After we walked in, suddenly everything around me was filled with memories. I realized just how many years I’d been involved with this magical place. It all seemed both familiar, and yet new. “Wait – that house used to be green, and they’ve added a Japanese maple.” And when we got near the amphitheater, “When did they install all these pretty pavers and bricks?” I wanted my perfect memories to stay perfectly frozen as they were. But, it doesn’t work that way.
I never thought about making perfect memories during my routine, mega-dozen road trips to Chautauqua and the long, long walks during many summers of writing classes. Whether attending lectures, concerts, plays or recitals, it never occurred to me that Chautauqua’s golden hours or days would change for me. That change began to wash over me as we took the bus from the gate to the amphitheater.
I told Dear Richard that I wanted to walk in – like I always had – and maybe we’d have to ride back. I had my cane and I thought I was ready. I wanted to stroll past the gardens, past the families supping on their porches or reading in their hammocks. I wanted it to be the way it had always been. But, a bit overwhelmed by the distance, I had to settle for quick glimpses from the bus window.

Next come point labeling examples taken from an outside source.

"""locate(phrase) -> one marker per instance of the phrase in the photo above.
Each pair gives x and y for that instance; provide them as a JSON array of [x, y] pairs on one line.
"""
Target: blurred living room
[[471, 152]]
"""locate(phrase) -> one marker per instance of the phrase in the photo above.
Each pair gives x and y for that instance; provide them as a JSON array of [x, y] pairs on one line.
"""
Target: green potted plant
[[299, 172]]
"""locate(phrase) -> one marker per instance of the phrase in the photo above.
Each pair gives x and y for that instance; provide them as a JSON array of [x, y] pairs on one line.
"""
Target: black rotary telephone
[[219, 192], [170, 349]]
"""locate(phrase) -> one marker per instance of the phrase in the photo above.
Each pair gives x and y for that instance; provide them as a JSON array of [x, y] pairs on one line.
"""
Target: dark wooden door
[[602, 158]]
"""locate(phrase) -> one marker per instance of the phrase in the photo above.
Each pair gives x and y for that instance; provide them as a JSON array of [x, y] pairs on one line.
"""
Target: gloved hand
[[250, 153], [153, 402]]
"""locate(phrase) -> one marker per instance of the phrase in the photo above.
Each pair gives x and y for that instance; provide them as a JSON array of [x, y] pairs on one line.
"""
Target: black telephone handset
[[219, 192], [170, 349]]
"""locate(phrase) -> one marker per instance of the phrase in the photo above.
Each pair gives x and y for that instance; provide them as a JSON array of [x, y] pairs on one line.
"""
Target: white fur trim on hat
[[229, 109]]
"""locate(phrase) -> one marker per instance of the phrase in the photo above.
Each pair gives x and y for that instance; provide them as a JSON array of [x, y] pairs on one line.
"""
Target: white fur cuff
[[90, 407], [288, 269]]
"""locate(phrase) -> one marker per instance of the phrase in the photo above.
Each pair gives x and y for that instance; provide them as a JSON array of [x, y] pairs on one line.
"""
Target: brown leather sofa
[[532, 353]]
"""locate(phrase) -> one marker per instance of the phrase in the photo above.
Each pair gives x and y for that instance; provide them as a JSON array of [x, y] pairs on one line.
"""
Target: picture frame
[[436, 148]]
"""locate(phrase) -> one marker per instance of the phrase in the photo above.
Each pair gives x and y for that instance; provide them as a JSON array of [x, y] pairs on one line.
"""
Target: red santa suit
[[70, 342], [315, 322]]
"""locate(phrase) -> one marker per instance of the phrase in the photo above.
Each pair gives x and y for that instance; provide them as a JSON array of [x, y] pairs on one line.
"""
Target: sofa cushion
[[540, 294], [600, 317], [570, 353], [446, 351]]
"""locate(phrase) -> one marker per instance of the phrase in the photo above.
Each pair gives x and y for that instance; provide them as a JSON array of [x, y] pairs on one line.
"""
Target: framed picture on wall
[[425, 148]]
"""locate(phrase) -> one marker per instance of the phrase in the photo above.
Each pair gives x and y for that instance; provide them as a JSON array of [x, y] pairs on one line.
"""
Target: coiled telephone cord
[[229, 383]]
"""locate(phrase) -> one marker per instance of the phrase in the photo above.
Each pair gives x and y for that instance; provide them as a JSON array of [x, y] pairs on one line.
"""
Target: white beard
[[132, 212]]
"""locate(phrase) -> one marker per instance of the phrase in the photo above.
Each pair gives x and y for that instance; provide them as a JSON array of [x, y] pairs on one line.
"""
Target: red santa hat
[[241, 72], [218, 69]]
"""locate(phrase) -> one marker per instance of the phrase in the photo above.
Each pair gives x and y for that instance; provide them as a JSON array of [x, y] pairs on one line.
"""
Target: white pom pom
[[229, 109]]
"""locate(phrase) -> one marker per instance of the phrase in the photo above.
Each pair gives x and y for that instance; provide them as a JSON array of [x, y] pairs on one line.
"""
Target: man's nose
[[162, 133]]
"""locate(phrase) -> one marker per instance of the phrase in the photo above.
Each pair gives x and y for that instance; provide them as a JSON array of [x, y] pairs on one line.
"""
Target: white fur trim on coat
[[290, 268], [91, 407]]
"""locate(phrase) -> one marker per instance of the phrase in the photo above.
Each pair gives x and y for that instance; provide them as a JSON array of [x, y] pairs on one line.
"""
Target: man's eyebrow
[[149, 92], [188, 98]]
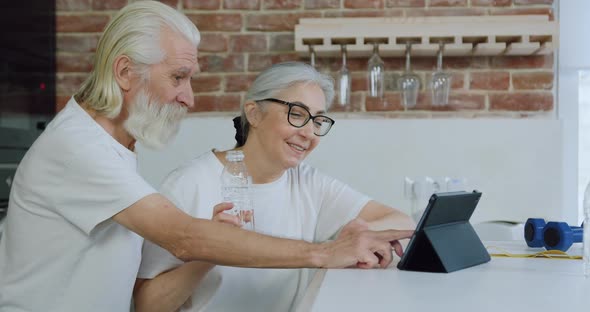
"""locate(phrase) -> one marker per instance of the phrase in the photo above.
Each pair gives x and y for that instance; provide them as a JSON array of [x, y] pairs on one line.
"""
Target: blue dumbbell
[[553, 235], [561, 236], [533, 232]]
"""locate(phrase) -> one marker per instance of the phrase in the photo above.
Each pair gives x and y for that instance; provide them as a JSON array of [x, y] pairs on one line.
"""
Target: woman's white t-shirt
[[302, 204]]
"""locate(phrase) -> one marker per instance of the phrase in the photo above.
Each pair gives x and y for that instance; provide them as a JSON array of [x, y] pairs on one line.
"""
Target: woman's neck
[[260, 167]]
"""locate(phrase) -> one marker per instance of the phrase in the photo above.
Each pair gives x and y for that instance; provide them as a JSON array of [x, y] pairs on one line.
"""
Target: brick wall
[[241, 37]]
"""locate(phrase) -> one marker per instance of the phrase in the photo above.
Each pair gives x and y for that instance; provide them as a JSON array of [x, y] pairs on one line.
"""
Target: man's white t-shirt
[[302, 204], [60, 249]]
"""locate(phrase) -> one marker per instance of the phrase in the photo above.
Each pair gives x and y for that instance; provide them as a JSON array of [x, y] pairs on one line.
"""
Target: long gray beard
[[152, 123]]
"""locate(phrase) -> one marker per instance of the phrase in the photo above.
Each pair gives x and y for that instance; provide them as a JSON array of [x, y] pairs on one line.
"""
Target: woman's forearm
[[170, 290]]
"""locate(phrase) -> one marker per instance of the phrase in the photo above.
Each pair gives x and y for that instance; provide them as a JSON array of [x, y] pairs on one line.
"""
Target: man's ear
[[122, 71], [253, 113]]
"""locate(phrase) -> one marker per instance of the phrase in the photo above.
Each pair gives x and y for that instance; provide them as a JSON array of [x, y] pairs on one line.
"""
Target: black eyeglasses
[[298, 116]]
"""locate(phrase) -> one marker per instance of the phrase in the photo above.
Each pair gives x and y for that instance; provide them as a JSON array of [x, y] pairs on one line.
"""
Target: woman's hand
[[219, 214]]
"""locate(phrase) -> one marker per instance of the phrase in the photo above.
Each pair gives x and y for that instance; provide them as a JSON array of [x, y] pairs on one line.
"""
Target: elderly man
[[79, 210]]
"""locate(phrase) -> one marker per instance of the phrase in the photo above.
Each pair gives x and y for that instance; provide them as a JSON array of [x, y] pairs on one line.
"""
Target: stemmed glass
[[375, 71], [409, 83], [440, 84], [311, 55], [343, 83]]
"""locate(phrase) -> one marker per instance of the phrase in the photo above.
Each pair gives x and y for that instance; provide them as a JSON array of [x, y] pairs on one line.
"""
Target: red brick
[[220, 64], [217, 103], [81, 23], [247, 43], [535, 101], [363, 4], [391, 101], [522, 62], [528, 2], [491, 2], [213, 42], [217, 22], [108, 4], [66, 85], [356, 101], [321, 4], [276, 21], [448, 3], [201, 4], [489, 81], [359, 82], [281, 4], [236, 83], [241, 4], [532, 81], [405, 3], [206, 83], [364, 13], [74, 63], [73, 5], [282, 42], [446, 12], [259, 62], [79, 44]]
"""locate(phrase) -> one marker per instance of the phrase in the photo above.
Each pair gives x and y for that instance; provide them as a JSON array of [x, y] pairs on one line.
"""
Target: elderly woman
[[283, 119]]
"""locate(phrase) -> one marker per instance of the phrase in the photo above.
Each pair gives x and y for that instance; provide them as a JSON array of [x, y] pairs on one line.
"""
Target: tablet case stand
[[446, 248]]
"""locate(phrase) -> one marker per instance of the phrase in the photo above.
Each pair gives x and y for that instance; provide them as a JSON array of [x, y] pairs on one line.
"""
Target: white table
[[503, 284]]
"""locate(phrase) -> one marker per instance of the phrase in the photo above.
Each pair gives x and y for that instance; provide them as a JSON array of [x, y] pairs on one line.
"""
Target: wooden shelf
[[463, 35]]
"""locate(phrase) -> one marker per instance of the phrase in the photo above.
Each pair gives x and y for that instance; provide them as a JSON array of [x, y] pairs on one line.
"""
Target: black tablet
[[444, 240]]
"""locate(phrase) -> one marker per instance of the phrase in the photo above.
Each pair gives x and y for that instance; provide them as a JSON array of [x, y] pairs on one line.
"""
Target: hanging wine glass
[[311, 55], [409, 83], [376, 71], [440, 84], [343, 83]]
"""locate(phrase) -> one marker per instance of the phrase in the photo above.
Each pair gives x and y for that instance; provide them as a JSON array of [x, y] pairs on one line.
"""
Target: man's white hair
[[135, 32]]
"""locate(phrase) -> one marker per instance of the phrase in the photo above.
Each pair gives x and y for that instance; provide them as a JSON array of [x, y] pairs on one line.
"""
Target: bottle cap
[[235, 155]]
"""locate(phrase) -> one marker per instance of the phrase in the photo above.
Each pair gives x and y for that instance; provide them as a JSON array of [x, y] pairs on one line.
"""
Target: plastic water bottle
[[586, 229], [235, 188]]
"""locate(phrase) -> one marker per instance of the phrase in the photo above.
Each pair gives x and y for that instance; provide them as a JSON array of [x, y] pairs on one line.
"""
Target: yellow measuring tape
[[549, 254]]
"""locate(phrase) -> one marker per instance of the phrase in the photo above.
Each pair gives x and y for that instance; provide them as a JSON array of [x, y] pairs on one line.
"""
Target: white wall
[[515, 163], [574, 55]]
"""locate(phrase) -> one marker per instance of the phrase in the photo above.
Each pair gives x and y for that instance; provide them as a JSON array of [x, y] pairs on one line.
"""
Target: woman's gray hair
[[279, 77], [135, 32]]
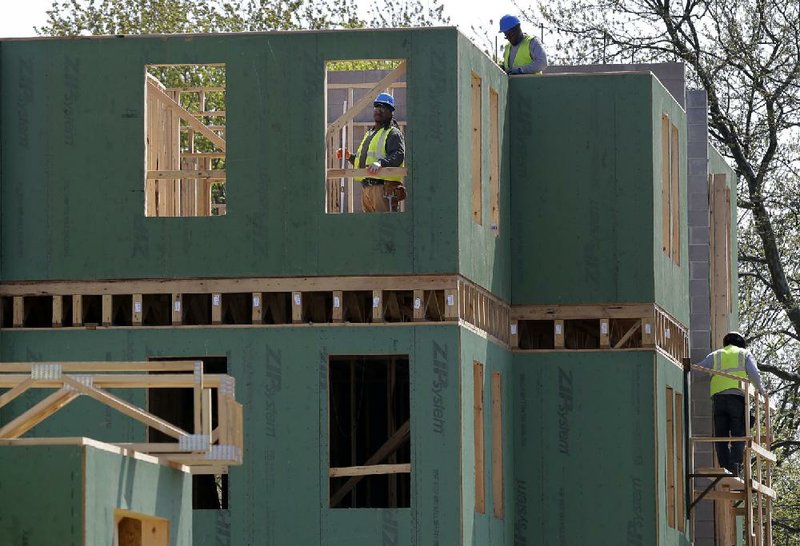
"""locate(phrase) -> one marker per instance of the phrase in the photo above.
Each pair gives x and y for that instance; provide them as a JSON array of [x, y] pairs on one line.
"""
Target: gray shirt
[[750, 366], [538, 56]]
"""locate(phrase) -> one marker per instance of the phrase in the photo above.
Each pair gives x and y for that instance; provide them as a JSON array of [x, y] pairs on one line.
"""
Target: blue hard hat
[[507, 22], [385, 99]]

My old days and nights at Chautauqua were filled with parties, friends, laughter, ice cream cones, and boat rides. The beautiful flowers everywhere are the backdrop for rehearsing violins, babbling fountains or the pock, pock, pock of tennis balls.
The place completely fills all your senses. I was always totally immersed, feeling very fortunate to be there, in love with the experience. But I often felt I was the one who snuck in. Chautauquans seemed to possess special aptitudes, a unique slant on the world that perhaps I could learn by being there. The first time a government big-wig took my question during the Q & A at the amphitheatre lecture, I thought, I am getting this. And that same week, Mitch Albom, the author of Tuesdays with Morrie, seemed to be speaking only to me as he talked about writing memoir. My relationship with Chautauqua was growing.
So I embraced stretching my brain with new ideas. I delighted in meeting committed, artsy people whose worlds had nothing in common with mine – and yet were so intriguing. I listened to Marlene, the voice instructor, exclaiming over her summer opera proteges. I talked to Phil, the portrait artist, who explained why pastels were the right medium to portray children. I had to look within, and open my mind to absorb the exotic creativity around me. There was so much to revel in …the dance, the art exhibits, the classes. And yet, like so much we do, I took it for granted that I could always go, appreciating the value of its eclectic days, its world-class curriculum – that it would always be there. Although actually walking through my memories is a bit eclipsed for now, the next best thing suffices with Chautauqua’s bus system… that I never thought I would need.
Last week, on our 38-mile ride home, the feeling of immersion, happiness, and fulfillment returned – just like the old days. And I realized that I cannot allow a few personal challenges to stand in the way of treasured hours yet to come. More golden memories – straight ahead.